Six days ago BC Salmon Watchdog biologist Alexandra Morton said the farm was still pumping dead fish out of the bottom of their nets because she caught it on video.

“It smelled extremely bad,” said Morton. “There was dumpsters that were all heaped up with canvass over them and crows on top of them, suggesting there was dead fish in them.”

Morton told Global News that two months is a long time to be recovering from an algae bloom so she wrote a letter to Grieg Seafood’s CEO in Norway asking what was killing the fish.

“He never answered me,” said Morton. “But he went to the Norwegian media to an aquaculture online publication called IntraFish and he said Morton’s allegations are ‘utter nonsense’.”

So Morton went back to the farms and took photos of the living fish as they jumped out of the water. That is when she saw red spots on their bellies.

“Red spots on the bellies of fish is a disease symptom,” said Morton. “So this heightens my level of concern.”

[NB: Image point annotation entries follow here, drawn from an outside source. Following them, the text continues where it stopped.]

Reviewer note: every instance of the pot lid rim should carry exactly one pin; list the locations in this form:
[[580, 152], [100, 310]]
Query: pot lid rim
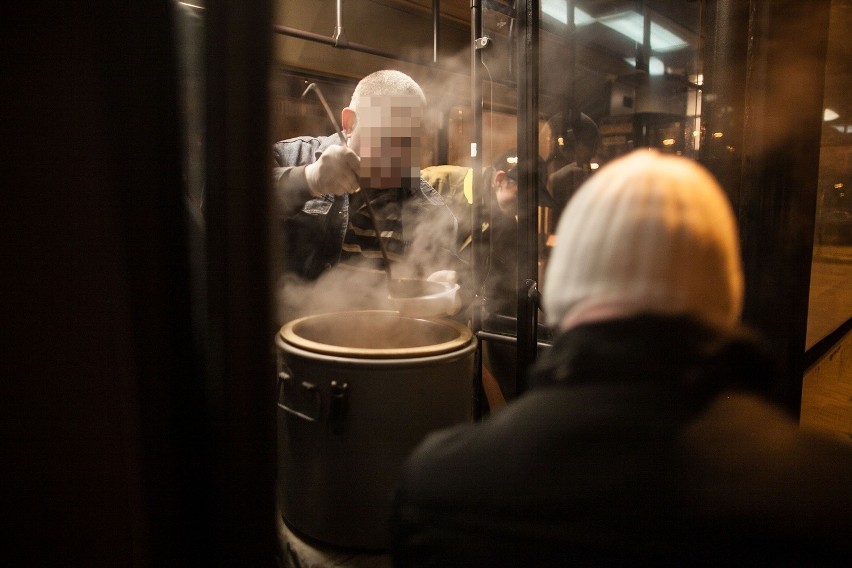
[[289, 336]]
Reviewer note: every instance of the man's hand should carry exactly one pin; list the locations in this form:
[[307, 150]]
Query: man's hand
[[335, 172]]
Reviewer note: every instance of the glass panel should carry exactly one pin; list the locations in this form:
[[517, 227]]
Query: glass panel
[[831, 275]]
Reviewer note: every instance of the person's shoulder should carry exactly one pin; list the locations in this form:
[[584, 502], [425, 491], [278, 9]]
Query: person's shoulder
[[299, 149]]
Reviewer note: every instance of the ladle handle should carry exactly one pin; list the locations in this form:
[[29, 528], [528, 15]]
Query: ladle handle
[[376, 230]]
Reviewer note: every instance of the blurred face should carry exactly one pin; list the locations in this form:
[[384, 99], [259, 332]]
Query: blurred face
[[506, 193], [386, 135]]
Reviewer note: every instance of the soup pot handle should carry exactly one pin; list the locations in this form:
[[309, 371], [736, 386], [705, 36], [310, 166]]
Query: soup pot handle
[[305, 396]]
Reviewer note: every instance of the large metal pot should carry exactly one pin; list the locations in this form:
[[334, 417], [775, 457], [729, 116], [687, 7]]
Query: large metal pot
[[356, 392]]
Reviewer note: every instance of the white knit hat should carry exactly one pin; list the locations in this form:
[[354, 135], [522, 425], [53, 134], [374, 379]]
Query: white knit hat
[[648, 232]]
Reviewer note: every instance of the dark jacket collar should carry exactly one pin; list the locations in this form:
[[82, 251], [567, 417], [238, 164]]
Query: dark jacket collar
[[670, 349]]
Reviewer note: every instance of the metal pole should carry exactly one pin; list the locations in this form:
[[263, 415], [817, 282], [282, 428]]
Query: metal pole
[[476, 248], [528, 105]]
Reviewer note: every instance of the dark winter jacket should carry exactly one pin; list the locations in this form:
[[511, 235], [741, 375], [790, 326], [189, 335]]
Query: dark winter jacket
[[644, 441]]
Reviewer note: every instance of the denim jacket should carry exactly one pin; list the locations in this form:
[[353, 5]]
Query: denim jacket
[[315, 226]]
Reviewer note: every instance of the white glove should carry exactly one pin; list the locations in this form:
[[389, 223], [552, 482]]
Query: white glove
[[445, 276], [335, 172]]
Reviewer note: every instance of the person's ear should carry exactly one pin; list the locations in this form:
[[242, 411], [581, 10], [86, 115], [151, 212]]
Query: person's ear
[[348, 119]]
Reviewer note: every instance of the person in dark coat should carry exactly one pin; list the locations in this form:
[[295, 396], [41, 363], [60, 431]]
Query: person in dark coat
[[646, 437]]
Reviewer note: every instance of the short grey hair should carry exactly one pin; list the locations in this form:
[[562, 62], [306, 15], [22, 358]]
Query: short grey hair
[[387, 82]]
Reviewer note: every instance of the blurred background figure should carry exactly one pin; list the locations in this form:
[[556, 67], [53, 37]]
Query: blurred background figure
[[646, 437], [579, 142]]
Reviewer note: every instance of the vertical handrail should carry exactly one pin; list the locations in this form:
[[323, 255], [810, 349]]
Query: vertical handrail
[[528, 78], [478, 197]]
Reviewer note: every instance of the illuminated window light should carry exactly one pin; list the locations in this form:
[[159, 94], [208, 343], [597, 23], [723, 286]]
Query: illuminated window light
[[558, 10], [632, 25], [655, 65], [829, 114]]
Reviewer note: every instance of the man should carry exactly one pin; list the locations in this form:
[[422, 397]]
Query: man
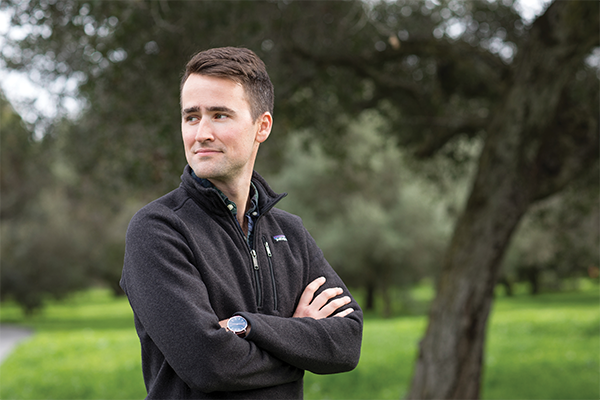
[[231, 296]]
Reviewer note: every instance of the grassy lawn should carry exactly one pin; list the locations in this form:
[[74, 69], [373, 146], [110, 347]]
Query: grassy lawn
[[545, 347]]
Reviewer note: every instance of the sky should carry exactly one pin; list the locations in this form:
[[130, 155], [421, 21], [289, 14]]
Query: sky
[[22, 92]]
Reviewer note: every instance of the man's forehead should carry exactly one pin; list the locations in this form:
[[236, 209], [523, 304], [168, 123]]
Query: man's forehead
[[213, 91]]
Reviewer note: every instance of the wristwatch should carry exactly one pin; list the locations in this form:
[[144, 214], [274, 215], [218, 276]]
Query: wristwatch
[[238, 325]]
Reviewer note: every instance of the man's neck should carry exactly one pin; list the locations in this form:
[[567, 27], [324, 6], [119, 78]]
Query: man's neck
[[239, 193]]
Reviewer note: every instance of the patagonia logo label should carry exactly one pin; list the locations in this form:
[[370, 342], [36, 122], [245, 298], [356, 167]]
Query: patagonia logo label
[[280, 238]]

Hawthorn said this is “complete misinformation from an activist that is keen to try and fake concern in British Columbians.”

It is a classic ‘he said, she said’ story but Morton said what is potentially at stake is the health of B.C.’s wild salmon.

“I fear that these fish farms have an infectious disease they don’t want anyone to know about,” she said.

But Hawthorn said the fish have been thoroughly tested and there is no disease in the fish.

Morton said she wants documented proof that is the case and then that will silence her on the matter.